Abbreviations I use in the post: PDH: Previous day’s high, PDL: Previous day’s low, IB: Initial Balance or First 1 hour range, NVD: Normal variation day (one of the market profile day types), OTD: open test drive, POC: Point of control, HVN (High volume node)
Observation from previous day:
On Tuesday, NIfty opened near PDH but inside previous day’s range and buyers tried to take the prices above PDH but there there was a lot of volatility above PDH and prices ended up moving sideways with an upper bias forming a NVD up day. This struggles shows that many higher timeframes (both on buy side and on sell side) are now involved, so there is a growing uncertainty on the direction and until that resolves, we might see similar volatility. In spite of all this, the prices are drifting higher as evident from the value area shifting upwards, so there is a good chance of prices moving higher but a quick inventory adjustment break to throw out the weak buyers cannot be ruled out looking at the struggle.
What can be expected now:
Till, we have clarity on the direction now, again the same rule from yesterday. We need to observe if prices are getting accepted above PDH or are getting rejected.
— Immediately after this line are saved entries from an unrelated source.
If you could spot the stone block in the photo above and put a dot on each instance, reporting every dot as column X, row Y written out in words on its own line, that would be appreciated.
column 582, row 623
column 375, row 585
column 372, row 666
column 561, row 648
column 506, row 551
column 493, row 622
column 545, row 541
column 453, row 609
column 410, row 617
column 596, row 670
Acceptance above PDH would mean a bullish move, rejection above PDH can be one more day of sideways move and acceptance below PDL can see a down move. I am bullish on Nifty till it trades above PDL and will give up my bullish views in case prices break PDL.
PDH and PDL are the levels to look out for from previous day’s range. Above PDH, we can continue upside and test virgin POC at 15005 and poor high levels (15080) on upside. There can be also be sideways move in case there is a rejection above PDH and price action at PDL becomes important in that case. Acceptance below PDL can take prices further down and test the poor low at 14600 levels.
Trade plan for today:
Nifty is expected to inside previous day’s range and there is not much clarity at open. Since, i am bullish if prices trades above PDL levels, I would be looking for a rejection below PDL to opt for a long trade but then we need to be careful with our position size because of the volatility as seen in last few days. Only in case prices break PDL decisively and does not trade back inside range, i will give up my long trade views and probably look for a shorting opportunity but shorting is risky in this market.
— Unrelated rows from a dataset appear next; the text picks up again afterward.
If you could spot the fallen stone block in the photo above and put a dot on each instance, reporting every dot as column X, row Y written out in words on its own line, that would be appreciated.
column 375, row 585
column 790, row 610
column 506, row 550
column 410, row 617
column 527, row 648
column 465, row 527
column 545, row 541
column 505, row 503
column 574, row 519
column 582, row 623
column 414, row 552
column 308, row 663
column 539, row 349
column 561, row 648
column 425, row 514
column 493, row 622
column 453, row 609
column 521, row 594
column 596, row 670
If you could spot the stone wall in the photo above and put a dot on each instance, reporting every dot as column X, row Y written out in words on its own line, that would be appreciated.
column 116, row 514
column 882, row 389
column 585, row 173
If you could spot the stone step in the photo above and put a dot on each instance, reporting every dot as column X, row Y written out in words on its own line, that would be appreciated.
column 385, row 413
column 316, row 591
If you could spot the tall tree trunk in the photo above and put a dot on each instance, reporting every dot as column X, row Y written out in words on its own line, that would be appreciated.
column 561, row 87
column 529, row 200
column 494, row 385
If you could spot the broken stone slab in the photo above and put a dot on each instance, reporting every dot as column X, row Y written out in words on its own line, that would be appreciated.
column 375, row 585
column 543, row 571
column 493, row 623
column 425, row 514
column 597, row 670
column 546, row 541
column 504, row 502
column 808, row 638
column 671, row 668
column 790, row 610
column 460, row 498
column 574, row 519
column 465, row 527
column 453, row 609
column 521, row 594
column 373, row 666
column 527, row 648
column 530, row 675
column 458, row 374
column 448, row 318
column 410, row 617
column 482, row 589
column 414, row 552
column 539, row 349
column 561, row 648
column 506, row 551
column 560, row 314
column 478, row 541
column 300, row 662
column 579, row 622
- Short trades are risky if prices trade above PDL.
- No long trade if prices trade below PDL.
- Observe Banknifty also. Banknifty is weak and moving sideways from last three days at lower end. So, in case of any breakdown in Banknifty, it will also drag Nifty down.
Please note that this is a personal view for learning , observational and education purpose and is not a trading recommendation. Trading futures carry a risk, so you should consult a financial expert before taking any risk. Also, Nifty in above statements Indicate Nifty future for current month and not Nifty index.